Intestate: Dying without a Will

Intestate: Dying without a Will

When someone dies without a Will in place, it is known as intestate. In this case, the state steps in and decides how that person’s estate and assets will be distributed. Dying without a Will can create a family feud where heirs and relatives could get locked into a legal battle seeking their share.

Intestate Succession

This is the legal procedure where the probate court would take charge of a decedent’s assets and decides who gets what pursuant to a statutory scheme. Typically, the assets – real property, money, investments – are divvied up and distributed in “succession,” by default: first to a surviving spouse, then children, parents, siblings, nieces and nephews, and so on. Only blood relatives and spouses are entitled to the decedent’s estate.

The surviving spouse generally receives the largest share. In the case where there are no children, the spouse gets it all. If there are no surviving spouse or children, the estate would be split up among relatives.

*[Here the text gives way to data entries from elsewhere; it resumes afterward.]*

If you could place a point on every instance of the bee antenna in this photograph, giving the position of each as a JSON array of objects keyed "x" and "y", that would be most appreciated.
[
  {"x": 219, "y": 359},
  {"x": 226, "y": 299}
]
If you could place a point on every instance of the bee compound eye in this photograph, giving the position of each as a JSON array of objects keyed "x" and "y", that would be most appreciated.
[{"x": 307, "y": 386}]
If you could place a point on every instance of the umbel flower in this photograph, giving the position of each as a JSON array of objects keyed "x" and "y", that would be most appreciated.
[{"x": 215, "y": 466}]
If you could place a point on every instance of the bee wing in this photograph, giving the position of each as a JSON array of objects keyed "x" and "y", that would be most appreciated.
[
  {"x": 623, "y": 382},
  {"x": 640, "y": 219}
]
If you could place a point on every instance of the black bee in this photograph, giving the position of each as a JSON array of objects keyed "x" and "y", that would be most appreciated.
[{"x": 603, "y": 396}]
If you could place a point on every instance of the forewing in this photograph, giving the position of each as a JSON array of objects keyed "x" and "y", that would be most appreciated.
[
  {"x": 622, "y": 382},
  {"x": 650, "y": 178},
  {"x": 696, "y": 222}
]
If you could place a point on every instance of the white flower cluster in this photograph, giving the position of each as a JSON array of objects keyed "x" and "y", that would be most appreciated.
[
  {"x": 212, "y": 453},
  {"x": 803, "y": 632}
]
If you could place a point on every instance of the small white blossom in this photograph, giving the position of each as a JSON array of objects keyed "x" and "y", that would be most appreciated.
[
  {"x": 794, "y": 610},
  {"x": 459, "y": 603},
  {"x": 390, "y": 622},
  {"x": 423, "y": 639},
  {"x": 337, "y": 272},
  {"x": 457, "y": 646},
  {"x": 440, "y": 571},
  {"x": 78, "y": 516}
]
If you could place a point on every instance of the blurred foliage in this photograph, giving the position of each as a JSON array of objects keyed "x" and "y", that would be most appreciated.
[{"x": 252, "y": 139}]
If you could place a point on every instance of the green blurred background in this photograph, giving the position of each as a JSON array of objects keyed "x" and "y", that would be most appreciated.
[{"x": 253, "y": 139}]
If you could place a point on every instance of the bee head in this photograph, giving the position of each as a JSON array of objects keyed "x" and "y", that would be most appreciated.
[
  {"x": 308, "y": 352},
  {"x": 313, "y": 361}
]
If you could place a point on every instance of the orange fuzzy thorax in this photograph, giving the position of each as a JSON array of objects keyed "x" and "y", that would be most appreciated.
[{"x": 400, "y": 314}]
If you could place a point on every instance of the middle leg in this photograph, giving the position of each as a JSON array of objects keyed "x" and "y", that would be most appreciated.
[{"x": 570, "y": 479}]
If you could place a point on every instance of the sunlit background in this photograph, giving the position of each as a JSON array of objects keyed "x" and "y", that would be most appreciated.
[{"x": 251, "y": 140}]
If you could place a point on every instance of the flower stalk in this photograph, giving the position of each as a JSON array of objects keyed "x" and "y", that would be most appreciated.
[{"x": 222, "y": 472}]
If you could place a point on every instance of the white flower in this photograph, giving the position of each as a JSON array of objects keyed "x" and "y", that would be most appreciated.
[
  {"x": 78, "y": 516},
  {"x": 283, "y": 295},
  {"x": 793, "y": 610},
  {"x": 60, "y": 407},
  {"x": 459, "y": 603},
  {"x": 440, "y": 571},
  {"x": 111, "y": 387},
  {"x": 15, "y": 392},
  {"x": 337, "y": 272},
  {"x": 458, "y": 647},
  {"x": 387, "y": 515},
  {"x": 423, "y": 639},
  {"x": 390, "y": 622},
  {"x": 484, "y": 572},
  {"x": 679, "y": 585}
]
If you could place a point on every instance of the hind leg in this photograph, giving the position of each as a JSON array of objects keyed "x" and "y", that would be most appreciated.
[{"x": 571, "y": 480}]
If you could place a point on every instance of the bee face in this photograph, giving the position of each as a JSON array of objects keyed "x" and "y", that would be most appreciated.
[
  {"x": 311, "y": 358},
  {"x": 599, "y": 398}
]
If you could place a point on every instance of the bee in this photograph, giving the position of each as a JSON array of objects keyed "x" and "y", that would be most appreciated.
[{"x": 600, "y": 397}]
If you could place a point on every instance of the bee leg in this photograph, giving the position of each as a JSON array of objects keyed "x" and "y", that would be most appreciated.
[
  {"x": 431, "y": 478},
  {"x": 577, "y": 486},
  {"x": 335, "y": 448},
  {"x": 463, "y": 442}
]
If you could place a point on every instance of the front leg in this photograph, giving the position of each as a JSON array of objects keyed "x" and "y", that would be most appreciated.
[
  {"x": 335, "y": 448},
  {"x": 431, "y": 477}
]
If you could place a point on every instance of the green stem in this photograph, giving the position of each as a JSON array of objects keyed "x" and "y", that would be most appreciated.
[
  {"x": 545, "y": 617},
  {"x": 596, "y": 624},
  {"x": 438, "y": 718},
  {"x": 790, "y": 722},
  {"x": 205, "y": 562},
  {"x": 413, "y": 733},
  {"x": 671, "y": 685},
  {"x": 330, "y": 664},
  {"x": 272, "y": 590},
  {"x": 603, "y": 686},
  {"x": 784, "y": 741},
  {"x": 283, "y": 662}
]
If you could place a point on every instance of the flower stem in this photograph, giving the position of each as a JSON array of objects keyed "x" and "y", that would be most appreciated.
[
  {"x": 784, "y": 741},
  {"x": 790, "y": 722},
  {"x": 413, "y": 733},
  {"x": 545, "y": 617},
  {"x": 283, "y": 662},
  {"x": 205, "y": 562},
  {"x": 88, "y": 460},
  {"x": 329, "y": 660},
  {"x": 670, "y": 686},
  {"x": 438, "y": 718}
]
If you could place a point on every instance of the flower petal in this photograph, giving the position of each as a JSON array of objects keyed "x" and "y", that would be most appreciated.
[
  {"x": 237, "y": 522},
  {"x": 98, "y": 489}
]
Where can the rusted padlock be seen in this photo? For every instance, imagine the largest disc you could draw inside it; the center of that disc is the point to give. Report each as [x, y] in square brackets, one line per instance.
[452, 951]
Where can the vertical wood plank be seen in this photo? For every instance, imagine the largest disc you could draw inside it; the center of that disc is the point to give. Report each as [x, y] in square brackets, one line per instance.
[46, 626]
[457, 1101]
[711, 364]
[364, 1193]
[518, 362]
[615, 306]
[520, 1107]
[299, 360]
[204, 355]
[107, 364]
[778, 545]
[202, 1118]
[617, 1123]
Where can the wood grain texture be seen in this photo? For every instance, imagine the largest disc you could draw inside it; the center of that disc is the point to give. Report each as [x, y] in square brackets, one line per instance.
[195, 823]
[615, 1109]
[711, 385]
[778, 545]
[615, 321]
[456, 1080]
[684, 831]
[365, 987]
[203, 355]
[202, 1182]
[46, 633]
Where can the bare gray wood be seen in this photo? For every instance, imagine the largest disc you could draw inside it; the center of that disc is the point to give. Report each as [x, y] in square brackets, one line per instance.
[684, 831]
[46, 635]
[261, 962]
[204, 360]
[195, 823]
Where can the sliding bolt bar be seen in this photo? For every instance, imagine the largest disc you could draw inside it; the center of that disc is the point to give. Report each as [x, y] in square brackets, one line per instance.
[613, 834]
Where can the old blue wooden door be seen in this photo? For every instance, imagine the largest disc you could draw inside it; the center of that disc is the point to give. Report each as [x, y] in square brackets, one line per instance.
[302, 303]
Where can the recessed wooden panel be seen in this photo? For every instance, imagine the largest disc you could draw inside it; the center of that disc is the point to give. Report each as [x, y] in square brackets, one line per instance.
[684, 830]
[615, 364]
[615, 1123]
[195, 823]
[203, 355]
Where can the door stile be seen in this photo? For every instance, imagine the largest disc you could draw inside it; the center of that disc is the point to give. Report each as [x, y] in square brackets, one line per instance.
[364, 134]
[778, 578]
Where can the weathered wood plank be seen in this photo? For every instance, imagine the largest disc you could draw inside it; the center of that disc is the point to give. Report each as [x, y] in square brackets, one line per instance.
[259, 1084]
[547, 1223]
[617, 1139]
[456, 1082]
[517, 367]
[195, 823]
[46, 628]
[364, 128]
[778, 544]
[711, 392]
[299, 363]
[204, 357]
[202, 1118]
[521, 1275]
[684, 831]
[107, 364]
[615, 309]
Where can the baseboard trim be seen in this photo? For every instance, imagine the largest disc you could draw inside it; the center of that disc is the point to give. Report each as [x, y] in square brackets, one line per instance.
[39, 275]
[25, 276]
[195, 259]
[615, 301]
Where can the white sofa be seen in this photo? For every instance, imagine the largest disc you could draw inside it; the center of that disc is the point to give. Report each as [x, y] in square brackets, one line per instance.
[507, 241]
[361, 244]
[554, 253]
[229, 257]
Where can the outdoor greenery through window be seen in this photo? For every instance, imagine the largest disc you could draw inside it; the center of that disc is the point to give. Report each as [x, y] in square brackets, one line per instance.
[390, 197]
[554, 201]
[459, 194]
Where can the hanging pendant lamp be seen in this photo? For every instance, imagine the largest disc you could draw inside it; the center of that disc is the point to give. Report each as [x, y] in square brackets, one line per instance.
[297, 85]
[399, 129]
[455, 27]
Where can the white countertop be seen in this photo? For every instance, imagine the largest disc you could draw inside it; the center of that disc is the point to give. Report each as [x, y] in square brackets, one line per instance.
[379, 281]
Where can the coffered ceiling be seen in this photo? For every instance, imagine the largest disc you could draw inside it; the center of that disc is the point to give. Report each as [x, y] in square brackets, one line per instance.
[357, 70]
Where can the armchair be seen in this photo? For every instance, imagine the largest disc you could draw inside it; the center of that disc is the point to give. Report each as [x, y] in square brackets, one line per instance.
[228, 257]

If none of the descendants are eligible or there are no survivors to receive the estate, the state takes it – a legal process called escheatment. Also, under the intestate law, charities, unmarried partners, and friends are not entitled to receive anything.

Your Wishes Don’t Matter

If there is no Will or Trust in place, the state will distribute assets in accordance to law, despite what the decedent would have wanted their heirs to receive. Even if the person’s family knew their wishes, it doesn’t matter. Only a Will can legally list a decedent’s distribution of their estate.

You may want a particular person to have something special or a certain sum of money. You may want to leave something to a charity, church, or organization. Conversely, you may not want a particular family member to have anything.

None of that would not be considered in the intestate process. Again, the court would divide and disperse the estate through intestate succession.

You Should Have a Will

A Will is a legal document that spells out a person’s wishes and how their estate would be distributed when they pass. This allows you to specifically name family members, friends, and charities and what you want them to receive.

If you are a surviving spouse, you can name a guardian and/or conservator for your minor children. Also, you can name someone to care for your surviving pets. None of this is possible without a Will in place.